GENEHUNTER-TWOLOCUS was successfully applied in a study of familial hypercholesterolemia.4.With standard single-disease-locus linkage analysis under a recessive model, two regions were identified; 1p35 (LOD=3.07) and 13q (LOD=3.08). When both disease loci were jointly taken into account, a significantly higher LOD score was obtained, compared to an analysis with only one disease locus. In addition, by comparing the results obtained with different two-locus disease models, information on the biological mechanism leading to the disease was gained. In the original study as described by Al-Kateb et al,4 due to the large size of the pedigree, the family could not be analyzed as a whole with the previous version of GENEHUNTER-TWOLOCUS. Two informative individuals therefore had to be discarded.

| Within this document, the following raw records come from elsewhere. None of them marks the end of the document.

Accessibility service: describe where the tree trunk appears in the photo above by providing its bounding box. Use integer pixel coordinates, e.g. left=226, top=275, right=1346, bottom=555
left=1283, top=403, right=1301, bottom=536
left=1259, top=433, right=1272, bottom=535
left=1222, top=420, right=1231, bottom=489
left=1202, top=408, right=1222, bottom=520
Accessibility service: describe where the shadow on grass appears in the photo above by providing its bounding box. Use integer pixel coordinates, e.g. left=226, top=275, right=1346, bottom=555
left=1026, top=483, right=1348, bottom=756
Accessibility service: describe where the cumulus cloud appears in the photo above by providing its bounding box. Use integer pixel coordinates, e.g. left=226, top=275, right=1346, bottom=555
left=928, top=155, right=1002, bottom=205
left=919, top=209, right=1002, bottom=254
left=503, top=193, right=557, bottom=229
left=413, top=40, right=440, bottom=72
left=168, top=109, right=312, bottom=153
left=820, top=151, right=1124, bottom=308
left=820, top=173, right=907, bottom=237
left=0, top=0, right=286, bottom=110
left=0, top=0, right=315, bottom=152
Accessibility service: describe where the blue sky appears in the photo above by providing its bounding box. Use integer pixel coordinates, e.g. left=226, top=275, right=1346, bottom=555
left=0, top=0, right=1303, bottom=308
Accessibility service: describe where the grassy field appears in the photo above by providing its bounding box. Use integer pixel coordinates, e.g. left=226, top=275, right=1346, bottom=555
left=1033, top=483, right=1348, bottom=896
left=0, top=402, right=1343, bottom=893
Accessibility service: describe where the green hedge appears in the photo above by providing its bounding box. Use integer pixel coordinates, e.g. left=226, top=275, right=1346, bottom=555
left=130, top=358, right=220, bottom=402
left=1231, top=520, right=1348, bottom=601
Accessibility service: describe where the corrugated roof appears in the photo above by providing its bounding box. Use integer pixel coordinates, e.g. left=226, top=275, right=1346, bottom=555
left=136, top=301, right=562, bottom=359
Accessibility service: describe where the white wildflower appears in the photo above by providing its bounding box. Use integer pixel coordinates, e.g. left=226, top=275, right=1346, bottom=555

However, the combination of serial optimization and parallelization described here enabled us to analyze the complete pedigree, which is shown in Figure 4. Therefore, we have recalculated the LOD score for all three disease models discussed by Al-Kateb et al4 (see Table 3 therein), that is, for the multiplicative, additive, and heterogeneity model, each assuming a recessive mode of inheritance at both loci. Each of these three jobs, with a pedigree size corresponding to 17 bits, would have required about 3 years with the former GENEHUNTER-TWOLOCUS version (standard PentiumIII 1 GHz PC). With the optimized and parallelized version, a run with 64 processors takes 30 h, and a run with 272 nodes takes only 7 h. These calculations have been made on the 4 Sun Fire 15 K compute nodes, which are part of the Sun Fire SMP-Cluster of Aachen University (Germany). The machines of this cluster are equipped with 672 UltraSPARC III (Cu) 900 MHz processors altogether.

Figure 4
figure 4

The complete pedigree of the hypercholesterolemia study analyzed in this paper.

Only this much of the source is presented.